Question: Split fasta file into chromosomes
I have 105 bacterial isolates which are assembled into contigs. I also have a really good, fully assembled, reference genome, consisting of 2 chromosomes.

I would like to align each of my isolates to the reference genome, determine which contigs/sequence belongs to which chromosome and therefore split every fasta sequence into 2 chromosome.

I have been told that mauve is good for this. However, I have 105 isolates and mauve doens't seem to be able to cope with this much data at once. I could align smaller groups to the reference genome at a time. However, is there another way/tool to do this?


Do you only want to split the reference into two chromosome files so you can use mauve on them separately?

No, I know how to split my reference into two chromosome files... I need to split all of my 105 isolates into two chromosome files.

Based on what criteria? What format are the files currently in?

Fasta format.

I either want to split the contigs or just crudely split the fasta sequence, by aligning them to the reference genome.

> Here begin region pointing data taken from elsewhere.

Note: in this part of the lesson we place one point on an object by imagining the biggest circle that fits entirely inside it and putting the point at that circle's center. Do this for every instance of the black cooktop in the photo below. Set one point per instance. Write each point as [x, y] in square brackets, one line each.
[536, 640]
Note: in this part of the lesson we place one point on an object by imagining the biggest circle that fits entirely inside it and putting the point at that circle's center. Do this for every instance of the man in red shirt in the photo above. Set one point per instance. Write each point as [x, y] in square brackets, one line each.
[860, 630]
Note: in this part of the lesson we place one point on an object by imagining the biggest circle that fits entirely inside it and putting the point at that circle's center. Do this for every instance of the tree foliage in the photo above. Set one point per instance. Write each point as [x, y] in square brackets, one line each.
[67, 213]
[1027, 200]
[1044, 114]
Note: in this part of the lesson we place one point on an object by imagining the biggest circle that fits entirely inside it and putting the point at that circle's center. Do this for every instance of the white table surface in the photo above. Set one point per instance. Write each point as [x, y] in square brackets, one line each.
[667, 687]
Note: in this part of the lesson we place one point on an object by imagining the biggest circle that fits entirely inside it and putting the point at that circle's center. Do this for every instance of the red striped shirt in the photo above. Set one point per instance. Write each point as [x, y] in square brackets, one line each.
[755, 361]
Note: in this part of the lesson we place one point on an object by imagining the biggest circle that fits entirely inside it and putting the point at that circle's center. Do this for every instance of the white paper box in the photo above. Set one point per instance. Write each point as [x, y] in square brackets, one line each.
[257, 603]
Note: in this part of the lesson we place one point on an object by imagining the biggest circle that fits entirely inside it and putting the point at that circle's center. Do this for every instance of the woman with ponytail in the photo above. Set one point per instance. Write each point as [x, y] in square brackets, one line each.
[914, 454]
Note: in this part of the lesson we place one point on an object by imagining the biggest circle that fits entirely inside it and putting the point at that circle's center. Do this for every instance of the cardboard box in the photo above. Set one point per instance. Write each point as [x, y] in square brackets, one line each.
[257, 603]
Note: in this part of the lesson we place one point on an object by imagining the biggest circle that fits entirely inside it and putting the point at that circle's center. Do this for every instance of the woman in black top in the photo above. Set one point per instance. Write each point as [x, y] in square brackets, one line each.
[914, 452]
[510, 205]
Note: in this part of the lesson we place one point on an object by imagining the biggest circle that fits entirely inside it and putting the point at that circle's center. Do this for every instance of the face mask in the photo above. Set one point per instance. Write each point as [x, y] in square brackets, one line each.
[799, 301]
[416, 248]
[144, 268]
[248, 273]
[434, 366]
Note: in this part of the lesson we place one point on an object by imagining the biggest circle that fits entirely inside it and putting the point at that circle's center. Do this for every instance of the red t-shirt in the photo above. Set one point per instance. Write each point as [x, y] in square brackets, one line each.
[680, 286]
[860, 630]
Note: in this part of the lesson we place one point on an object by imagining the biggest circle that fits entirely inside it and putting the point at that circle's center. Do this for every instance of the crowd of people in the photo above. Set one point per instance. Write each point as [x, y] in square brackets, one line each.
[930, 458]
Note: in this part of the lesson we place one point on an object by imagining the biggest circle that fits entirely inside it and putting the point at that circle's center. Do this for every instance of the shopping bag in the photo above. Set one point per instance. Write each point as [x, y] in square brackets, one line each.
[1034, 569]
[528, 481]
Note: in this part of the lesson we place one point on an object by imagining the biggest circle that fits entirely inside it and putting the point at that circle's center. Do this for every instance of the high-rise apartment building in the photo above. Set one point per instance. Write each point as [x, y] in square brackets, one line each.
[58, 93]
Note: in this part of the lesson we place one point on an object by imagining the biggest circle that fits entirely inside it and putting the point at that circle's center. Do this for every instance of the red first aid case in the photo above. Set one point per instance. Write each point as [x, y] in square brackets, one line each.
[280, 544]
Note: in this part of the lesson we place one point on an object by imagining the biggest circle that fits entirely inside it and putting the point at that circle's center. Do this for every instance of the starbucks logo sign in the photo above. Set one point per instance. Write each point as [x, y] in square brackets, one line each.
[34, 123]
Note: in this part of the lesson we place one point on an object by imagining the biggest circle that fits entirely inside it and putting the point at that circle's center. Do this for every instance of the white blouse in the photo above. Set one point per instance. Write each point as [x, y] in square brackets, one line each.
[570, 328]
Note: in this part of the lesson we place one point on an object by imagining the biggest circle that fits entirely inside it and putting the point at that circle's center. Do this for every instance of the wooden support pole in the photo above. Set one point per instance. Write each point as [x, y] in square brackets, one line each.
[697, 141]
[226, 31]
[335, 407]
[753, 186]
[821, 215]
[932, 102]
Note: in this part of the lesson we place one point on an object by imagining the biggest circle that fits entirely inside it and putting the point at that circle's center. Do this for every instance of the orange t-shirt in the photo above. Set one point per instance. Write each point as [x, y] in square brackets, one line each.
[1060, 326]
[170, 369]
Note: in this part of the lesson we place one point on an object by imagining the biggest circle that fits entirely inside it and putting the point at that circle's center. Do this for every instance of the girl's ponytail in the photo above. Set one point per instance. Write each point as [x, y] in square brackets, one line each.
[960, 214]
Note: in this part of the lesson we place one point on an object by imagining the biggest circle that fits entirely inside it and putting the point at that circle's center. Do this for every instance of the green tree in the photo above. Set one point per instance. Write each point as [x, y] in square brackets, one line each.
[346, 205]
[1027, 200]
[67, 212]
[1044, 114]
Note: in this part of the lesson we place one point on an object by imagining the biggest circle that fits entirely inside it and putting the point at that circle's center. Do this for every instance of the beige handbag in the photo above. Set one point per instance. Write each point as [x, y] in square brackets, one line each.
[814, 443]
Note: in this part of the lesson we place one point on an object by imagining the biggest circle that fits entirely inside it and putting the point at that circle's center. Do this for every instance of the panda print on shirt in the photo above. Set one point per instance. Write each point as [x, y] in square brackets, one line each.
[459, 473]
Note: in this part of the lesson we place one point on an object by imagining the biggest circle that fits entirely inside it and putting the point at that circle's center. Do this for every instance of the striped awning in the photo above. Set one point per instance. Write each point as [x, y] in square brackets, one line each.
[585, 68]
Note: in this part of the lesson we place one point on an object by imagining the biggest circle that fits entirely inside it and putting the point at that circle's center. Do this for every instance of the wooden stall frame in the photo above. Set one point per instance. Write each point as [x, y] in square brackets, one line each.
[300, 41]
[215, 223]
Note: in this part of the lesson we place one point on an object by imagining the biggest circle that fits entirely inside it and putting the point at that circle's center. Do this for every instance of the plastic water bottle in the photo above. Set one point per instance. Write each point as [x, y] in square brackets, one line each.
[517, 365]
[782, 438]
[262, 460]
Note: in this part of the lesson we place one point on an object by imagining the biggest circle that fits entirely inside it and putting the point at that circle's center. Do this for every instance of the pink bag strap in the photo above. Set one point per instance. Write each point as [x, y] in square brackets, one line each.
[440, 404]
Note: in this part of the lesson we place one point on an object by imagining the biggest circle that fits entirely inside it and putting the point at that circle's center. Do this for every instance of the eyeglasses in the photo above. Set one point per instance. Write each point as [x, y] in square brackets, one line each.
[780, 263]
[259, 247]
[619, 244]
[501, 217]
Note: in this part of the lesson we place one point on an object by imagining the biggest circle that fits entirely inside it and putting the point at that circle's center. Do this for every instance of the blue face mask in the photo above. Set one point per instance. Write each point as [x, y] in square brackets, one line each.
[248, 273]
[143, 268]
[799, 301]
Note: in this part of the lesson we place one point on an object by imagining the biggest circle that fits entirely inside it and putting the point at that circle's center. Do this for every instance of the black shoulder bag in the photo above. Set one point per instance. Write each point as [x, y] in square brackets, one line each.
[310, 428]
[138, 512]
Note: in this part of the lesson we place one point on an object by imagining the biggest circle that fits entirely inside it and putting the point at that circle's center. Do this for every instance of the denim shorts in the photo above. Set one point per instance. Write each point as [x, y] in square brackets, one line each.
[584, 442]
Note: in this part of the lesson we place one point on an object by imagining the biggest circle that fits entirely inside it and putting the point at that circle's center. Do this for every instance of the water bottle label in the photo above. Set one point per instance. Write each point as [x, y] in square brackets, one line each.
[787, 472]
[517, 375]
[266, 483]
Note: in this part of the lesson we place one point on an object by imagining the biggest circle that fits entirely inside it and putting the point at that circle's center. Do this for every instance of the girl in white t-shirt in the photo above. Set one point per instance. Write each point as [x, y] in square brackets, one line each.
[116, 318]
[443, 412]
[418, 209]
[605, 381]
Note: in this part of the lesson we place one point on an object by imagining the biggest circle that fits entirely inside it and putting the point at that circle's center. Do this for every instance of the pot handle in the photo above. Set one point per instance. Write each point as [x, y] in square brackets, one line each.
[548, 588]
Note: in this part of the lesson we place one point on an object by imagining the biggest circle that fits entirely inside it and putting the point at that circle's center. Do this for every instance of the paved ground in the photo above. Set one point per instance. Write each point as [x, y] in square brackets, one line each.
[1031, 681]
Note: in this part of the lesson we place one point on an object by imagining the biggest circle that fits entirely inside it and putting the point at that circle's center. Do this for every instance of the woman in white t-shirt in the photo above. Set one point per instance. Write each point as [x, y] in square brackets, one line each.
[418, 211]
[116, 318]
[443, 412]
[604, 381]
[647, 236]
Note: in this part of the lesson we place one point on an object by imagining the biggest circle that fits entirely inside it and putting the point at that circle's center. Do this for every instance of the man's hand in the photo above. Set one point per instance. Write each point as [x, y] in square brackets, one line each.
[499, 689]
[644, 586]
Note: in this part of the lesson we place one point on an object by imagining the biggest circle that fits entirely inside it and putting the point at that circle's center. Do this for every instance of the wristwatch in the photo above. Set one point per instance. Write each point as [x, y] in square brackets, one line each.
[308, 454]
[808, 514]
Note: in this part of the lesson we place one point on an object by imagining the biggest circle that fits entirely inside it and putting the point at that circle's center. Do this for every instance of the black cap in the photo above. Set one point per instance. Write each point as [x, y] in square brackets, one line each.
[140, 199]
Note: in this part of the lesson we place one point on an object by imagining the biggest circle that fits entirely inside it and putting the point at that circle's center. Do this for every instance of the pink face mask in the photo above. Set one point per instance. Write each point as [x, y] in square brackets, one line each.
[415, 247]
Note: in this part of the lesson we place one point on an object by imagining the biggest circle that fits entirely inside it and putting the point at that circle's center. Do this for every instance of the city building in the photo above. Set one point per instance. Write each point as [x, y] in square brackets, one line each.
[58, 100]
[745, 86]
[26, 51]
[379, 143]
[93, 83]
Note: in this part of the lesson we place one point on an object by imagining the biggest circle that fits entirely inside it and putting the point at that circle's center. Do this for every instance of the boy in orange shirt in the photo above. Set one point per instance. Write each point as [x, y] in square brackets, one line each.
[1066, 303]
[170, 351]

Have you tried to use mauve with the two chromosomes independently? Assuming there is no significant homology between the two chromosomes that would allow you to locate contigs from each isolate, which you can then split using a program called faSomeRecords from Kent Utilities. That may be a lot of mauve runs but it can work.

Other option is to try lastz, which was designed for chromosome sized sequences to identify the contigs you need.

Sorry I'm new to this, but you know how to use the file that gives mauve from 5 to 3 to know which contigs belong to chromosome 1 and which to chromosome 2??

Maybe Satsuma is a good option for your task. Satsuma is a tool that reliably aligns large and complex DNA sequences providing maximum sensitivity, specificity and speed. I've used it to align contigs against well assembled related genomes and sort the contigs according to their hit location on the reference.